Thomas (11) and Romero (11) compete at State Tournament


Max Chasin, Staff Writer

Over Spring Break, Elias Romero (11) and James Thomas (11) participated in the Journeymen/Rudis New York State Wrestling Championships (NYSWC) in Manheim, Pennsylvania. Romero and Thomas both appeared in the championship round of 16, but, as they lost their matches, they did not advance. It was the first wrestling match Romero competed in this year and the second Thomas competed in, Thomas said.

  Competitors participated in a qualifying round-robin tournament and the winner of each weight class proceeded to the Championships, Romero said. In the qualifying tournament there were eight weight classes and in the statewide championships there were 15. 

Neither Thomas nor Romero won their round-robin tournament; Romero went 0-4 and Thomas went 1-3. However, because of an availability of spots in their respective weight classes and their statistics from previous seasons, they were allowed to compete, Romero said. 

As Romero was unable to wrestle in preparation for the tournament due to COVID-19, he practiced by shadow wrestling and doing various types of cardio, he said. Shadow wrestling consists of practicing normal wrestling motions alone as if the opponent were there. 

“Our HM team would work on our stance and practice our attacks either in the park or even in our own homes, sometimes,” Romero said. Romero found being unable to practice with a partner until he arrived at the tournament difficult, he said. 

Similarly, Thomas kept a wrestling mat in his basement to practice his stance, motion and drilling, and he did cardio and strength training on his own. However, a week before the statewide tournament, he attended a tournament in Pennsylvania at which he placed third. The tournament allowed him to fall back into the rhythm of wrestling against real opponents, he said.

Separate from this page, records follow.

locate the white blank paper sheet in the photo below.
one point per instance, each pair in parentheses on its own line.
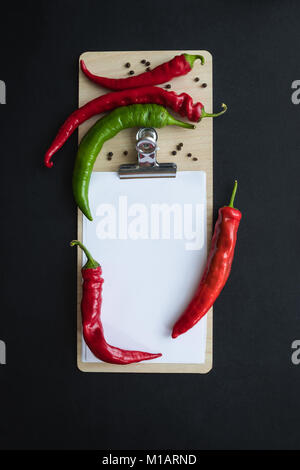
(149,235)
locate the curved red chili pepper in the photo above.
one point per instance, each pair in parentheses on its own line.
(217,268)
(93,332)
(182,104)
(179,65)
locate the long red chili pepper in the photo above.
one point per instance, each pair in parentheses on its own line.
(179,65)
(182,104)
(92,326)
(217,268)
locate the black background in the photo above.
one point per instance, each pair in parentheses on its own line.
(251,397)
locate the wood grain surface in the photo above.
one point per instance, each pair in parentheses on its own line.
(198,142)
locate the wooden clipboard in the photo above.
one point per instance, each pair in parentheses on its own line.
(200,144)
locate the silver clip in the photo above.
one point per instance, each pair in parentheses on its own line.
(147,165)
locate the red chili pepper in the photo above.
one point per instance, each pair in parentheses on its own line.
(217,268)
(182,104)
(92,326)
(179,65)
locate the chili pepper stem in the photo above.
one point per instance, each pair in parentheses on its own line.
(190,58)
(176,122)
(91,263)
(233,194)
(205,114)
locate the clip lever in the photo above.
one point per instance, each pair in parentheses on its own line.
(147,165)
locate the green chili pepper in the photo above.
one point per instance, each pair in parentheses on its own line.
(136,115)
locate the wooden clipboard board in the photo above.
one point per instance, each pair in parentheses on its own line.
(199,143)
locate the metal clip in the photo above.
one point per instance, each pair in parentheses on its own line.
(147,165)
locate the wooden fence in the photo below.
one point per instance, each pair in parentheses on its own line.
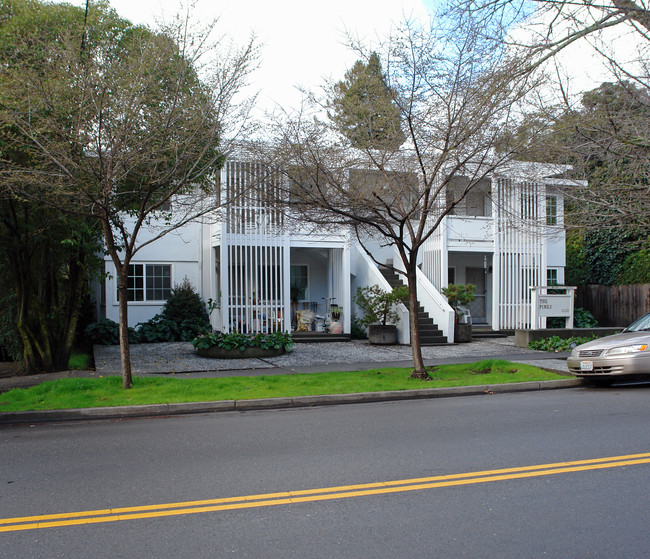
(614,305)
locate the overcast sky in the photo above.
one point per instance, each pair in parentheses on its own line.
(301,40)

Going into the championships, Romero and Thomas expected to perform poorly, Romero said. “While we had high expectations, we also understood that we probably wouldn’t do as well as we hoped, since we hadn’t fully wrestled since last February.” 

“Most of the guys we were competing against were coming off of full seasons just weeks before, and they were refreshed, so we were at a disadvantage,” Thomas said.

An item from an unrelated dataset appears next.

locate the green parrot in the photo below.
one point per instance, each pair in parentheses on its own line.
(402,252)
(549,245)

Coach Peter Doyle, who attended the championships with Romero and Thomas, was pleased with their performance, he said. “They performed above expectations given they had not wrestled in a match for over a year, and they continued to do better as the day wore on.”

Thomas enjoyed seeing some of the top-ranked athletes in the country compete, he said. 

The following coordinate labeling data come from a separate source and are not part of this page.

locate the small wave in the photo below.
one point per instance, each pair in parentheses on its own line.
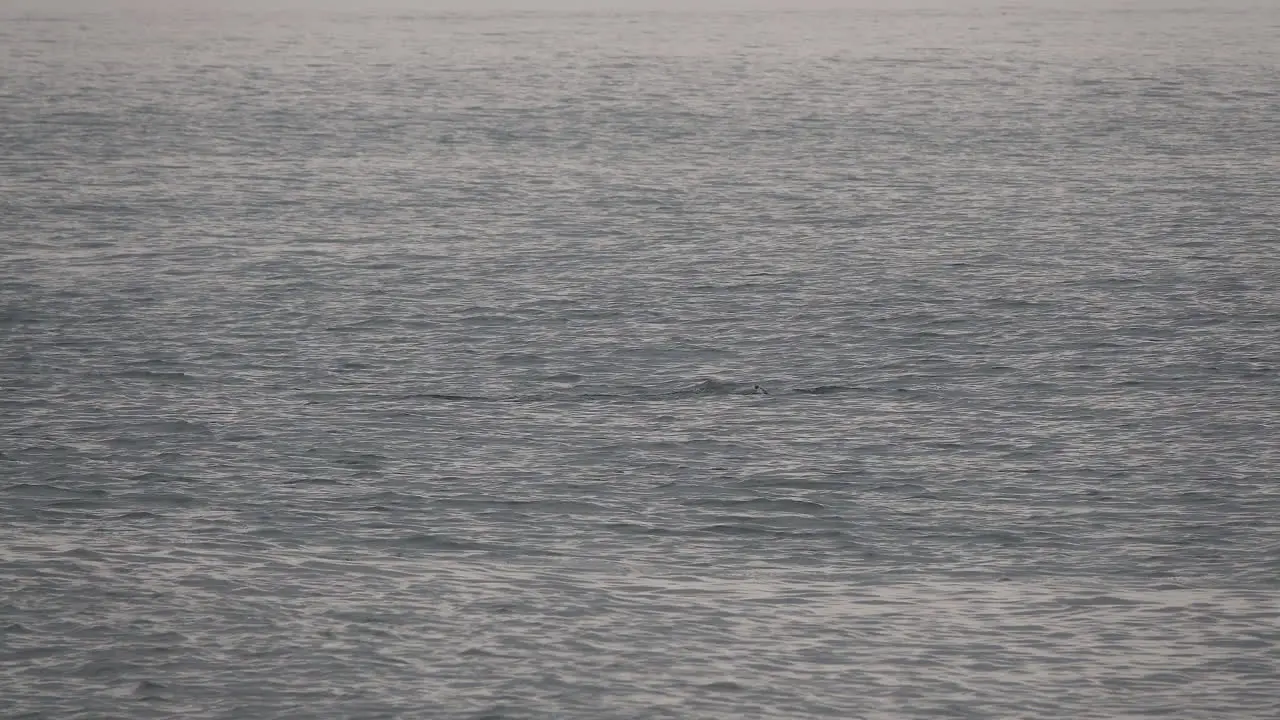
(428,541)
(822,390)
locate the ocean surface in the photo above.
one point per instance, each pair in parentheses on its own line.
(620,360)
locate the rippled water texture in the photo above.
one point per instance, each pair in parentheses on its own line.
(874,360)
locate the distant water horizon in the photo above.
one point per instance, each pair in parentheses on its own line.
(627,360)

Most wrestlers who competed in the championships were sectional champions, so the athletes were the best wrestlers from New York, Doyle said.

One notable competitor, Stevo Poulin, who committed to NC State to continue his wrestling career, is a four-time New York state champion and world team member, Romero said. “I remember him making quick work of his opponent by technical superiority –– like a mercy rule –– and most of the tournament was crowded around that mat to watch him wrestle.”

Romero was concerned by the number of adults and wrestlers not wearing masks or obeying COVID-19 protocols, especially because the tournament was so crowded. All attendees were screened for temperature and symptoms, and wrestlers and participants were required to wear a mask up until their matches. Still, many spectators and wrestlers did not obey these rules; some were wearing masks incorrectly and others did not wear them at all, Romero said.

However, he was thrilled to be able to compete alongside Thomas, be coached by Doyle, and experience what he missed during the school’s wrestling season, he said. “Our goal was just to enjoy being back on the mat, and we accomplished that,” Romero said.